Der Heckmotor hat eine Nennleistung von 350 Watt (Spitzenleistung 480 Watt) mit 12,8 Newtonmeter bei 36 Volt. Damit gehört er nicht zu den allerstärksten Motoren, muss sich aber auch nicht verstecken. Unseren Testhügel bewältigt der Kirin S1 Pro anständig. Wer jedoch deutlich über 100 Kilogramm wiegt, für den könnte die Motorisierung zu schwach sein. Die drei Unterstützungsstufen regeln die Höchstgeschwindigkeit. Stufen 1 beschleunigt bis 12, Stufen 2 bis 20 und Stufe 3 bis 30 Kilometer pro Stunde.

Zusätzlich zur dosierbaren elektrischen Bremse steht eine Schutzblechbremse durch das Treten auf eben jene bereit. Beide greifen am Hinterrad. Wir hätten uns eine zusätzliche Bremse für das Vorderrad gewünscht. Bei einer Vollbremsung benötigt der Kirin S1 Pro länger als viele anderen E-Scooter, bevor er zum Halten kommt.

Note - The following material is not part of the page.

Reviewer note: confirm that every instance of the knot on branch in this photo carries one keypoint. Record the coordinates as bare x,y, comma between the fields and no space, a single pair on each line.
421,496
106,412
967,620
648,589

Der Akku des Kugoo Kirin S1 Pro hat eine Kapazität von 270 Wattstunden. Kugoo gibt an, mit einer Akkuladung etwa 30 Kilometer weit zu kommen. Wie immer ist dieser Wert mit Vorsicht zu genießen. Er wurde unter Idealbedingungen mit wenig Zuladung, warmen Wetter, niedriger Geschwindigkeit, gerader asphaltierter Strecke und weiteren nicht immer gegebenen Voraussetzungen gemessen. Wir gehen bei gemischter Nutzung und 90 Kilogramm Zuladung von 15 bis 20 Kilometer Reichweite aus. Über das mitgelieferte Netzteil ist der E-Scooter in maximal fünf Stunden wieder voll.

Der Kugoo Kirin S1 Pro kostet bei Geekmaxi (Kauflink) 270 Euro. Mit dem Gutscheincode qnkA7DJP reduziert sich der Preis weiter auf 260 Euro. Geekbuying (Kauflink) will 290 Euro und Banggood (Kauflink) 325 Euro. Alle Preise verstehen sich inklusive Versandkosten. Verschickt wird aus Europa, zusätzliche Einfuhrgebühren fallen also nicht an.

Auch von deutschen Händlern bekommt man günstige E-Scooter. Diese bieten in den meisten Fällen eine Zulassung für deutsche Straßen. Hier die günstigsten E-Scooter aus unserem Preisvergleich:

Für deutlich unter 300 Euro kann sich der Kugoo Kirin S1 Pro wirklich sehen lassen. Uns gefällt besonders seine recht stabile Verarbeitung, die hohe Mobilität dank des geringen Gewichts und der geringen Maße, der angemessen starke Motor und die passable Federung. Auch die Akkukapazität geht für den aufgerufenen Preis völlig in Ordnung. Der Klappmechanismus ist gar richtig gut.

Weniger gut ist der Verzicht auf eine Glocke und vor allem auf eine Scheiben- oder Trommelbremse. Das verlängert den Bremsweg, was sicherheitsrelevant sein kann. Auch die Reifen sind mit 8 Zoll etwas zu klein.

Trotzdem ist der Kugoo Kirin einer der besten E-Scooter seiner Preisklasse, den wir bisher testen konnten. Wer einen günstigen E-Scooter für private Wege sucht, ist mit ihm gut beraten. Wer jedoch etwa 200 Euro mehr investieren kann, der sollte sich Alternativen wie den Xiaomi Mi Scooter Pro 2 (Testbericht) anschauen. Der 500-Euro-E-Scooter schafft es in unserer Bestenliste Top 10: Die besten E-Scooter 2022 ab 300 Euro im Test gar auf den zweiten Platz.